En voyant ces images on pense à Gaza, à l’Ukraine. Le côté noir et blanc, la granulation de la matière brûlée avec le fusain sur le blanc de la résine acrylique mélangée avec du pigment blanc. Je fabrique moi-même cette sorte de soupe et je viens écrire à toute vitesse, dans le frais avant que ça sèche pour que le charbon écrasé vienne se coller dans la matière. Il faut aller relativement vite. Ensuite je pose un film et j’écrase, je martèle pour écraser les dessins dans la matière. Quand j’enlève le film plastique je ne sais pas exactement ce qui va rester. J’aime l’idée de la surprise. Le phénomène est le même avec une réalisation à la cire. Je ne connais pas le résultat à l’avance. Je joue beaucoup avec cette inconnue. J’éprouve une émotion à découvrir ce que je ne sais pas encore.

Supprimer la contingence

J’ai en tête une maison marocaine et un supermarché que vous avez représentés. J’ai vécu au Maroc, je connais ses maisons, je connais les supermarchés, j’ai donc reconnu ce que vous donnez à voir en me disant aussi «  Je reconnais mais c’est différent de ce que je connais. » Votre approche est philosophique : vous allez à l’essentiel en supprimant toute contingence. Et à partir de cette essence, ça vibre et ça danse.

La peinture n’est pas l’illustration photographique. J’emprunte les sujets au réel que je côtoie, quotidiennement pour les supermarchés, occasionnellement au Maroc ou ailleurs. De la rencontre naît quelque chose. Un thème, comme ces maisons anonymes que personne ne regarde, au Maroc, au Mexique. Des maisons fabriquées mais jamais finies. Personne ne les regarde parce qu’elles se ressemblent toutes, ne présentent aucun intérêt patrimonial. Des gens pourtant y vivent, sont heureux, vont mourir. J’aime l’idée que ce qui appartient à tout le monde peut être représenté. Comme ces paysages vus du train qui roule, je les réveille.

Dans cette exposition l’humain n’apparaît pas directement.

Pas ici, non. Je ne voulais pas que ce soit anecdotique. Ces paysages sont beaucoup plus génériques. D’autant plus que ces paysages n’existent plus en tant que tels ; ils sont réinventés, comme si je n’avais plus besoin du réel. Ceux-ci aussi, réalisés pour l’exposition, sont en partie réinventés. J’ai repris des motifs anciens. Ce sont des paysages vus du train mais il n’est pas important de savoir si c’est à Nantes, à Paris. Ici, c’est à Partir de New Haven, là à partir de la gare de Lyon. À partir de . Le principe est toujours le même : brouiller la surface, la mettre en danger. Je joue avec la matière.

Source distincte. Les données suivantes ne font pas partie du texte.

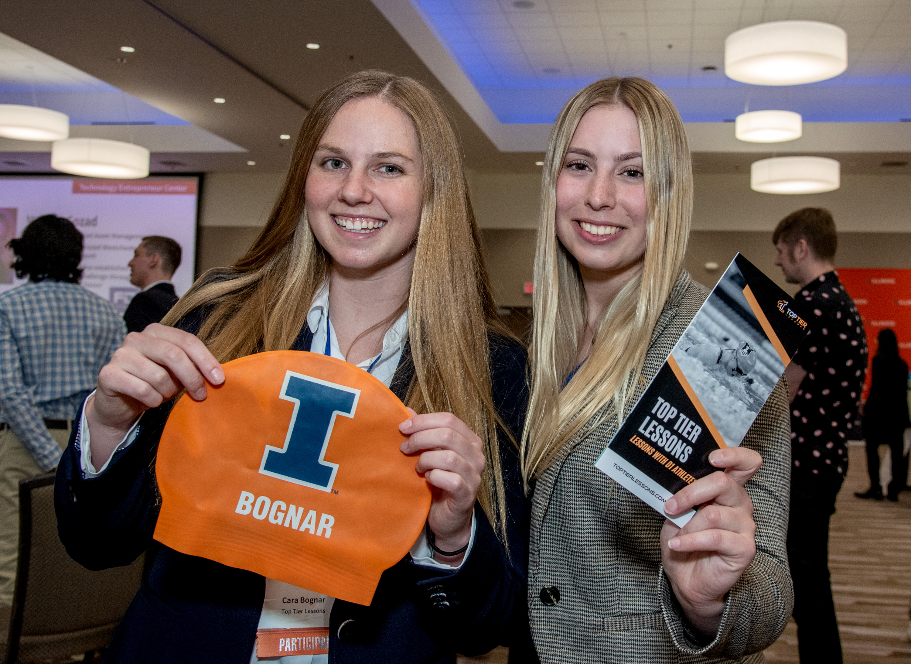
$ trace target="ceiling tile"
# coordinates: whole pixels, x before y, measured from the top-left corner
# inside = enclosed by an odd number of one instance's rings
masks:
[[[497,29],[509,27],[505,14],[461,14],[462,21],[470,28]]]
[[[669,12],[650,9],[645,15],[645,21],[650,26],[690,26],[692,12]]]
[[[475,43],[475,36],[471,30],[445,29],[440,32],[449,44],[459,44],[462,42]]]
[[[422,5],[424,2],[422,0]],[[452,6],[459,14],[499,14],[500,7],[492,0],[453,0]]]
[[[692,26],[692,36],[697,41],[711,39],[719,46],[723,46],[725,37],[736,29],[735,26],[721,23],[714,26],[696,25]]]
[[[604,37],[601,26],[597,23],[594,26],[587,26],[585,27],[561,27],[558,28],[558,32],[564,42],[574,40],[590,41],[592,39],[603,39]]]
[[[646,0],[645,8],[649,12],[685,9],[689,13],[692,0]]]
[[[595,0],[550,0],[550,11],[558,12],[594,12],[597,11]]]
[[[553,27],[517,27],[516,36],[522,42],[558,41],[559,35]]]
[[[737,26],[741,20],[740,9],[697,9],[693,20],[697,26],[727,24]]]
[[[563,47],[569,56],[586,54],[605,54],[608,52],[607,45],[601,39],[574,39],[564,41]]]
[[[645,12],[601,12],[602,26],[644,26]]]
[[[911,48],[911,22],[884,21],[874,36],[877,42],[883,37],[902,37],[906,47]]]
[[[645,11],[645,0],[595,0],[599,12]]]
[[[885,15],[888,7],[885,6],[843,6],[838,13],[832,17],[832,22],[841,26],[845,30],[849,23],[859,21],[862,23],[879,23]]]
[[[598,12],[557,12],[554,23],[558,27],[578,27],[599,25]]]
[[[513,27],[553,27],[554,17],[550,12],[536,12],[534,14],[505,15]]]
[[[674,46],[683,42],[690,44],[689,26],[649,26],[647,30],[652,40],[672,43]]]
[[[513,32],[512,28],[481,28],[476,27],[471,30],[472,36],[479,42],[488,42],[488,41],[513,41],[517,35]]]

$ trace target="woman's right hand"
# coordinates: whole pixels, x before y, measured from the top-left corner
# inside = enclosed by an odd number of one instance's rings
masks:
[[[189,332],[153,322],[130,332],[98,373],[94,397],[86,404],[92,465],[98,468],[123,440],[136,418],[183,389],[206,398],[206,382],[224,383],[218,360]]]

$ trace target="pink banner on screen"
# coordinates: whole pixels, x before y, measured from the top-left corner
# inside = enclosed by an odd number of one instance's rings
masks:
[[[911,357],[911,270],[839,268],[838,279],[857,305],[870,359],[876,352],[876,336],[885,327],[898,338],[898,352],[908,362]],[[870,391],[870,371],[864,383],[864,399]]]
[[[74,194],[196,194],[195,179],[74,179]]]

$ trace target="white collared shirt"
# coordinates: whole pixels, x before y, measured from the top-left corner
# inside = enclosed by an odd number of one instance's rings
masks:
[[[159,283],[170,283],[170,282],[171,282],[171,281],[170,281],[169,279],[159,279],[159,280],[158,281],[152,281],[152,282],[151,282],[150,284],[148,284],[148,286],[145,286],[145,287],[144,287],[144,288],[142,289],[142,292],[145,292],[146,291],[148,291],[148,289],[150,289],[150,288],[155,288],[155,287],[156,287],[156,286],[158,286],[158,285],[159,285]]]
[[[344,355],[339,350],[339,342],[335,337],[335,329],[328,318],[329,312],[329,282],[323,283],[313,297],[307,313],[307,325],[313,333],[313,341],[310,344],[311,352],[326,353],[326,333],[329,333],[329,355],[339,360],[344,360]],[[408,311],[398,317],[386,333],[383,336],[383,350],[380,354],[369,357],[360,364],[359,369],[369,371],[371,375],[378,379],[386,387],[393,382],[395,368],[402,359],[405,342],[408,341]],[[347,360],[346,360],[347,362]]]

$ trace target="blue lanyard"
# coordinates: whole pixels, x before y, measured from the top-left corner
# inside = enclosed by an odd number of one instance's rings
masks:
[[[329,357],[333,356],[332,340],[333,340],[333,328],[332,328],[332,323],[329,322],[329,307],[326,307],[326,350],[322,352],[323,355],[328,355]],[[367,368],[367,373],[373,373],[374,367],[376,366],[376,363],[380,361],[381,357],[383,357],[383,351],[380,351],[380,354],[377,355],[376,358],[372,363],[370,363],[370,366]]]
[[[588,359],[589,359],[589,358],[585,358],[585,360],[588,360]],[[582,365],[583,365],[583,364],[585,364],[585,360],[582,360],[582,362],[580,362],[580,363],[578,363],[578,367],[576,367],[576,368],[575,368],[575,369],[573,369],[573,370],[572,370],[571,372],[569,372],[569,375],[568,375],[568,376],[567,376],[567,382],[563,383],[563,387],[566,387],[567,385],[568,385],[568,384],[569,384],[569,381],[571,381],[571,380],[572,380],[572,377],[573,377],[574,375],[576,375],[576,373],[577,373],[577,372],[578,372],[578,370],[582,368]]]

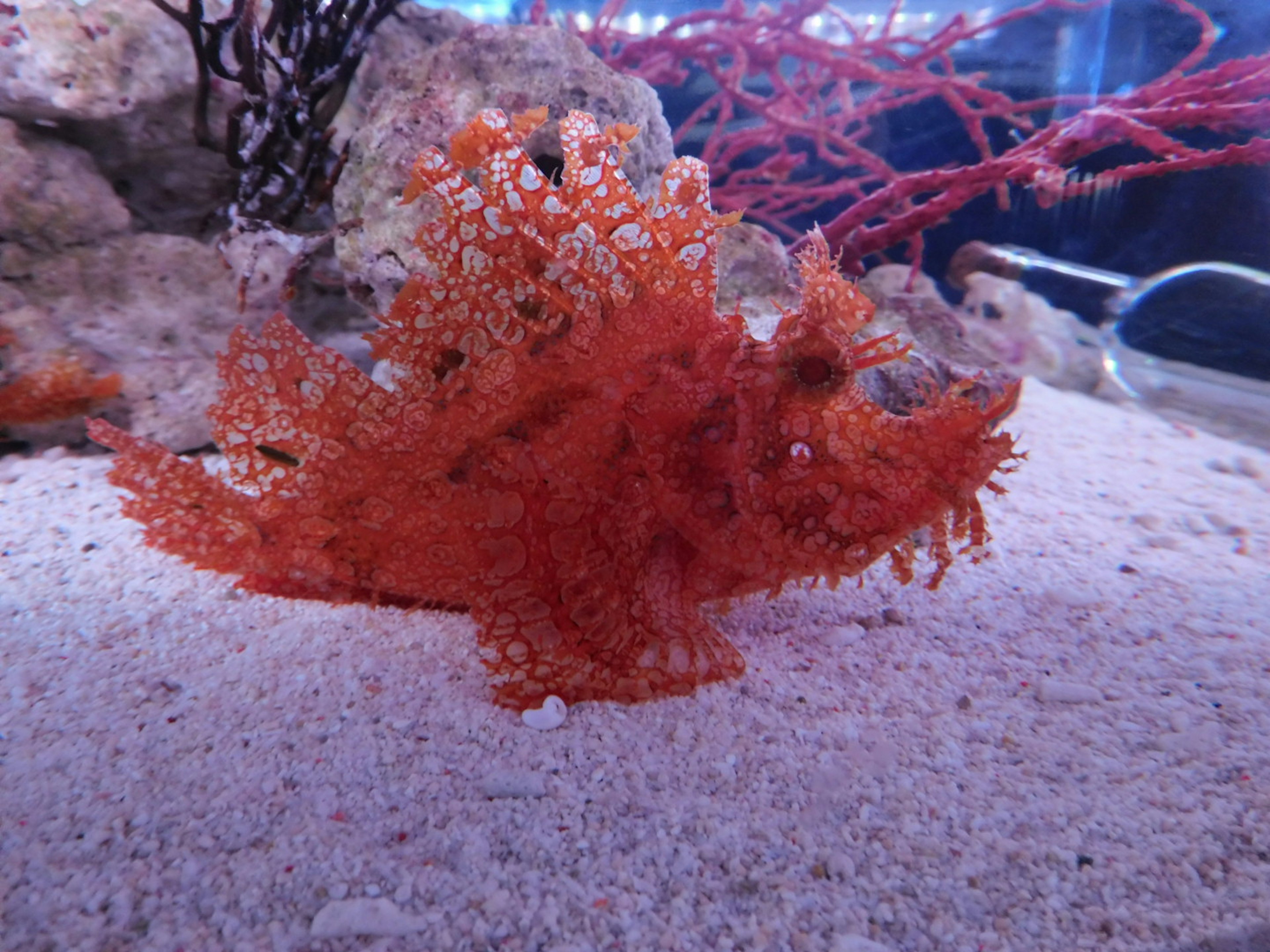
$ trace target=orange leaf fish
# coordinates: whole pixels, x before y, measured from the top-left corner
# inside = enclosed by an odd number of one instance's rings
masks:
[[[451,157],[419,156],[405,201],[439,209],[417,237],[432,267],[371,335],[376,380],[277,315],[220,359],[225,480],[93,423],[147,541],[253,592],[466,607],[514,708],[737,677],[702,603],[885,555],[907,581],[921,529],[931,588],[950,541],[978,557],[1017,385],[870,402],[856,373],[904,349],[853,339],[872,305],[819,239],[801,306],[756,340],[715,312],[733,218],[706,166],[674,160],[646,206],[618,168],[635,129],[573,112],[552,185],[521,147],[545,117],[485,110]]]

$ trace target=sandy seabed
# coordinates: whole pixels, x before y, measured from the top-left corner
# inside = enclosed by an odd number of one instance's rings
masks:
[[[536,731],[466,617],[236,593],[0,462],[0,948],[1270,948],[1270,457],[1029,383],[982,565]]]

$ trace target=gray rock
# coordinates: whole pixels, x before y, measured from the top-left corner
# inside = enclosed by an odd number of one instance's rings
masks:
[[[189,237],[121,235],[25,265],[13,284],[48,333],[89,354],[94,369],[123,374],[122,399],[104,415],[177,451],[211,439],[216,352],[236,324],[259,329],[283,277],[258,268],[239,314],[235,273],[215,248]],[[10,317],[0,314],[0,324]]]
[[[0,114],[100,119],[157,103],[193,83],[184,30],[140,0],[22,0],[0,14]]]
[[[51,250],[127,231],[131,216],[88,152],[0,118],[0,241]]]
[[[425,146],[446,147],[478,110],[546,105],[547,122],[526,142],[535,157],[560,157],[558,122],[569,109],[589,112],[602,126],[639,126],[622,168],[641,194],[657,188],[674,155],[652,86],[610,70],[561,30],[475,25],[434,47],[403,50],[417,52],[378,66],[382,85],[353,135],[335,188],[337,218],[362,220],[337,240],[337,255],[351,292],[376,311],[386,311],[406,277],[425,268],[411,245],[423,212],[399,206],[410,165]]]

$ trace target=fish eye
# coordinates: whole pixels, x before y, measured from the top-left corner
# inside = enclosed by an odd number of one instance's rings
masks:
[[[833,364],[823,357],[800,357],[794,363],[794,376],[804,387],[824,387],[833,381]]]

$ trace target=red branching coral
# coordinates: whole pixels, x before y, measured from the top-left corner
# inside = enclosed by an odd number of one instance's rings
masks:
[[[14,343],[0,327],[0,348]],[[0,377],[0,425],[52,423],[83,416],[103,400],[119,392],[121,377],[97,377],[74,357],[55,357],[11,380]]]
[[[889,556],[931,586],[987,541],[975,494],[1013,457],[1017,387],[963,381],[898,416],[857,371],[872,305],[813,239],[775,338],[715,312],[709,173],[678,159],[645,206],[635,129],[560,124],[563,182],[521,147],[546,110],[480,113],[405,189],[441,216],[372,336],[380,386],[281,315],[235,331],[212,410],[229,482],[102,420],[147,539],[255,592],[466,605],[500,703],[639,701],[739,674],[704,602],[837,584]],[[479,170],[479,185],[464,174]],[[378,374],[377,374],[378,376]],[[933,387],[932,387],[933,391]]]
[[[1008,184],[1031,188],[1048,206],[1147,175],[1270,161],[1270,53],[1193,71],[1215,30],[1187,0],[1166,3],[1200,25],[1195,48],[1165,75],[1130,93],[1099,96],[1071,118],[1039,124],[1055,107],[1083,105],[1087,98],[1016,102],[986,88],[986,76],[954,69],[958,43],[1044,10],[1080,11],[1107,1],[1036,0],[979,23],[958,14],[927,38],[899,27],[898,3],[875,27],[857,28],[828,0],[753,10],[744,0],[725,0],[719,9],[677,17],[652,37],[616,29],[625,0],[608,0],[588,29],[570,25],[611,66],[654,85],[682,85],[692,70],[704,71],[716,89],[679,123],[676,141],[702,140],[700,155],[710,165],[719,208],[744,209],[798,239],[791,218],[848,201],[822,228],[855,267],[904,244],[918,258],[925,228],[989,192],[1008,207]],[[533,19],[545,22],[546,6],[538,0]],[[837,25],[846,41],[818,36],[826,24]],[[977,162],[900,171],[870,151],[869,136],[886,113],[932,98],[961,121]],[[994,149],[989,124],[1003,126],[1016,145]],[[1231,141],[1187,145],[1180,133],[1195,128]],[[1069,174],[1078,160],[1119,143],[1139,146],[1147,157],[1093,176]],[[762,156],[757,164],[756,154]],[[837,173],[795,174],[810,159]]]

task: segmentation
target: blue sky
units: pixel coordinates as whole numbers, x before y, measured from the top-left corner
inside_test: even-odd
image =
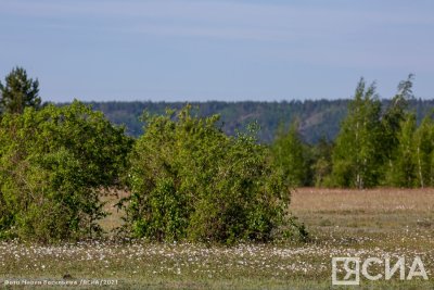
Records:
[[[434,1],[0,0],[0,77],[43,100],[434,98]]]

On parle de votre travail. Votre pensée elle aussi fonctionne en construisant/ déconstruisant à la recherche d’un équilibre ?

Ma pensée s’exprime dans ma peinture et mes gestes. Quand je peins, j’écris.

Babel

Pourquoi représentez-vous la Tour de Babel ?

J’ai réalisé quinze à vingt tableaux sur ce thème, dont l’un est aux archives départementales de l’Isère. Il fait huit mètres de haut sur quatre. L’idée est venue alors que je construisais des immeubles à Tel-Aviv, vers 2010 / 2011. Comme je filmais ces immeubles, j’ai réalisé que la caméra les dématérialisait . Il se passait un truc bizarre, comme si les immeubles se dématérialisaient ou explosaient dans l’espace. Ils devenaient des tours et j’ai pensé, bien sûr, à la Tour de Babel, à Brueghel. Au mythe de ces hommes qui veulent créer une tour qui s’effondre car ils ne se comprennent plus.

De Cognée à Borges

Tiré de «  La Bibliothèque de Babel », de Jorge Luis Borges. « L’univers ( que d’autres appellent la Bibliothèque) se compose d’un nombre indéfini, et peut-être infini de galeries hexagonales…La certitude que tout est écrit nous annule ou fait de nous des fantômes…S’il y avait un voyageur éternel pour la[la bibliothèque]traverser dans un sens quelconque, les siècles finiraient par lui apprendre que les mêmes volumes se répètent toujours dans le même désordre qui, répété, deviendrait un ordre : l’Ordre… » L’écriture picturale, l’ordre et le désordre, la différence dans la répétition, l’émergence et la disparition : nous y sommes.